Christine Leconte Parce que cette négligence a un coût. Moins on met d’argent dans la construction et la conception, plus on en mettra dans la réhabilitation, la rénovation et l’entretien. C’est un calcul simple. Quand un ménage s’endette pour acheter déjà très cher et que, au bout de sept à huit ans, il est déjà confronté à un premier ravalement parce qu’on s’est contenté de mettre un enduit de mauvaise qualité sur des façades exposées, il voit son taux d’endettement exploser. C’est la même chose pour l’État. En disant qu’on va construire plus vite, on reproduit les erreurs du passé. La question à se poser n’est pas celle du coût de construction mais du coût global de la politique du logement en France. Or, l’État dépense depuis des années des milliards d’euros dans la rénovation urbaine et énergétique des bâtis mal faits d’hier. Les économies d’aujourd’hui sont les dépenses publiques de demain.

D’autres solutions existent-elles pour construire moins cher, tout en respectant la qualité ?

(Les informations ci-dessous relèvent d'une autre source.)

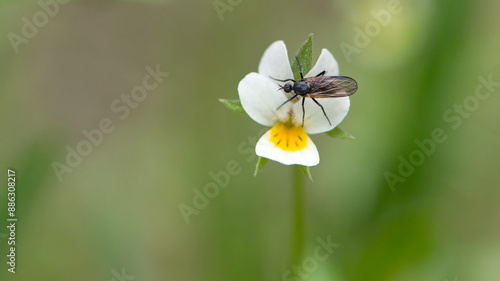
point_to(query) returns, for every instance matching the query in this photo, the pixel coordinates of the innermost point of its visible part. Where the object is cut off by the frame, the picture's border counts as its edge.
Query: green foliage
(307, 172)
(261, 162)
(339, 134)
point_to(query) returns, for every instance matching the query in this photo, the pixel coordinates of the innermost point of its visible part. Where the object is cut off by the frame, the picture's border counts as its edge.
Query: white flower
(287, 141)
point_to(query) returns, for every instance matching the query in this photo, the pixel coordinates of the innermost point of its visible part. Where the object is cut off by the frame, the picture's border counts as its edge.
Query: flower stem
(298, 236)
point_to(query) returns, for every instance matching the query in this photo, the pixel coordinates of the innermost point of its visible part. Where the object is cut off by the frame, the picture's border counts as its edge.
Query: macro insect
(316, 87)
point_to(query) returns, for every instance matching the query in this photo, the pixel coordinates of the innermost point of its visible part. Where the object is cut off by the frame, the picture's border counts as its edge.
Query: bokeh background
(118, 210)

Christine Leconte. Nous partageons la volonté du président de la République de faire plus et plus vite. Mais n’oublions pas le mieux ! Il y a d’autres méthodes que de baisser les exigences en matière de qualité. Le premier élément est de mobiliser le foncier, notamment public, dont le coût est souvent un frein au montage de projets immobiliers. Il faut aussi un cadre réglementaire qui réduise les marges dans le privé : le logement n’est pas un produit économique comme un autre. Enfin, il faut corréler construction et réhabilitation. On a quand même près de 3 millions de logements vides en France. Dans cette logique, il faut appliquer au privé les fondamentaux de la loi MOP. Mettre l’accent sur la qualité pour que cette nouvelle loi puisse être un levier permettant de travailler sur les filières courtes et la production de matériaux adaptés. Il y a là un énorme potentiel économique qui n’a pas été exploré. En travaillant sur ces complémentarités, sur le travail en réseau, on retrouvera un tissu économique qui permettra de rééquilibrer l’emploi, le logement et les spécificités de chacun. L’architecture et l’urbanisme ne sont pas un frein, mais un levier économique facteur d’emplois qui conditionne notre qualité de vie.